Bulleri evidenzia che «I risultati della nostra ricerca forniscono indicazioni importanti per la gestione dei sistemi marini, Ad esempio, la riduzione di uno stress che agisce su scala locale o regionale, come ad esempio un apporto eccessivo di nutrienti, può mitigare gli impatti del cambiamento climatico come l’acidificazione sui sedimenti marini».

La Ravaglioli, che ha completato le sue ricerche al Plymouth Marine Laboratory , aggiunge. «Gli invertebrati marini sono i fattori chiave del ciclo del carbonio nei sedimenti molli. Nonostante il crescente numero di fattori di stress che agiscono contemporaneamente sui sistemi marini, gli impatti cumulativi dei fattori di stress umani sulle comunità bentoniche molli e i processi ecosistemici che mediano rimangono in gran parte sconosciuti. Prendendo in considerazione i processi bentonici guidati dalla fauna e contribuendo a mettere a punto strategie di gestione adeguate di fronte ai cambiamenti climatici. i risultati del nostro studio aumentano la nostra comprensione degli impatti di molteplici fattori di stress sui flussi di carbonio nei sedimenti marini».

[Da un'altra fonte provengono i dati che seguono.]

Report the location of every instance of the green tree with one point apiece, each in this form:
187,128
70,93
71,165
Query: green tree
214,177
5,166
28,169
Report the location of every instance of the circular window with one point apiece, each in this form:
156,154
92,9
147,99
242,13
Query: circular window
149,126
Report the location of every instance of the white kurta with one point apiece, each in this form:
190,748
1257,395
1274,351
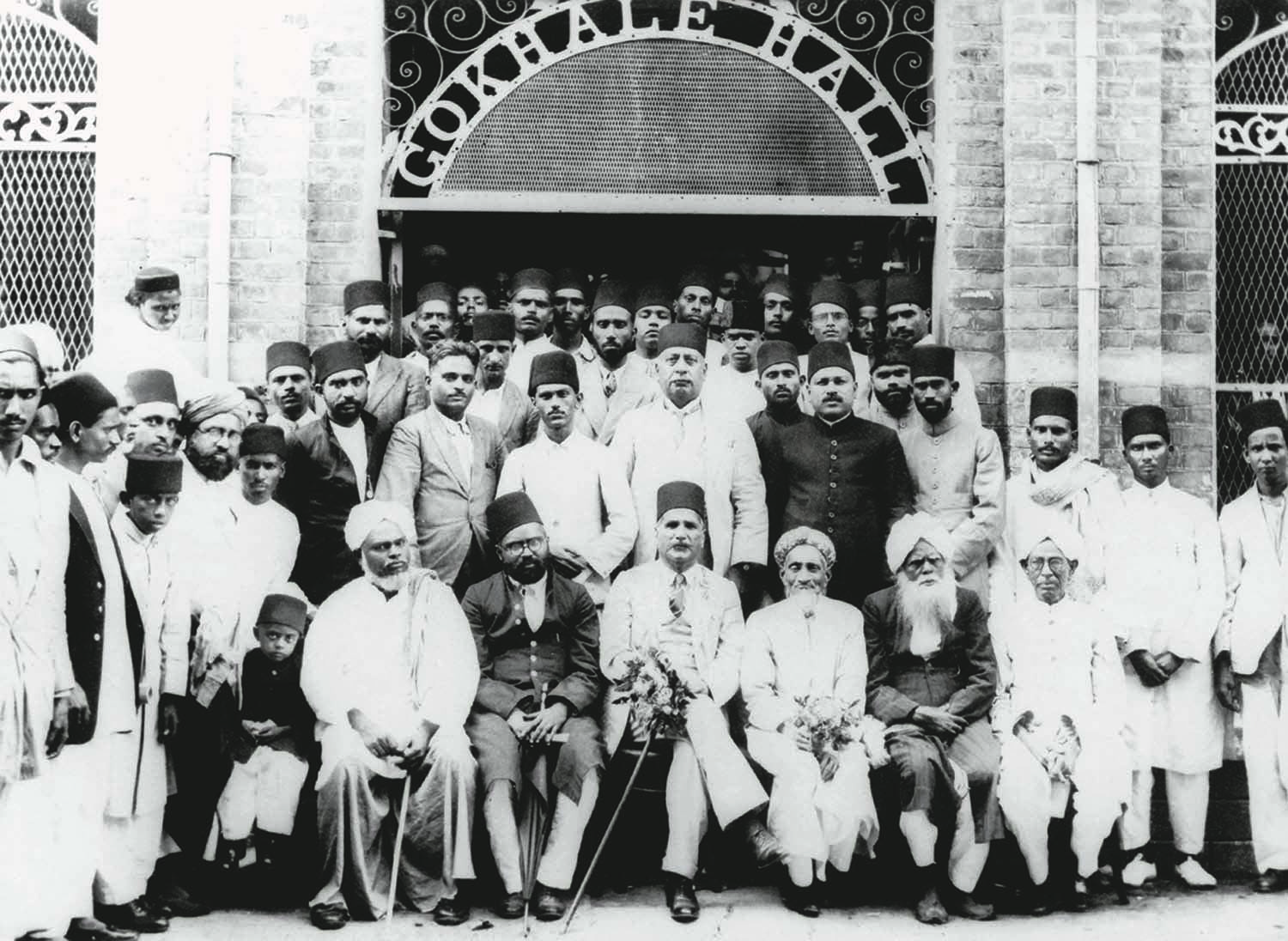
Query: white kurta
580,490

La Queirós, Senior benthic ecologist del Plymouth Marine Laboratory che ha collaborato strettamente con la Ravaglioli, conclude: «Questo studio mette in evidenza la rilevanza degli ecosistemi dei sedimenti per una nostra più ampia comprensione della regolamentazione del clima, nonché di come il cambiamento climatico incida sul feedback degli habitat dei fondali marini per poi influire sul clima, attraverso il ciclo del carbonio alterato. Ancora non comprendiamo appieno la capacità dell’oceano di immagazzinare carbonio, e quindi potremmo inavvertitamente contribuire ad esacerbare i cambiamenti climatici attraverso attività umane che incidono sugli habitat dei fondali marini. Ma comprendendo in modo più completo questi processi che collegano gli habitat dei fondali marini, lo stoccaggio del carbonio e il clima, attraverso ricerche come questa, possiamo utilizzare meglio le risorse a nostra disposizione per aiutare ad affrontare i cambiamenti climatici e proteggere gli ecosistemi marini».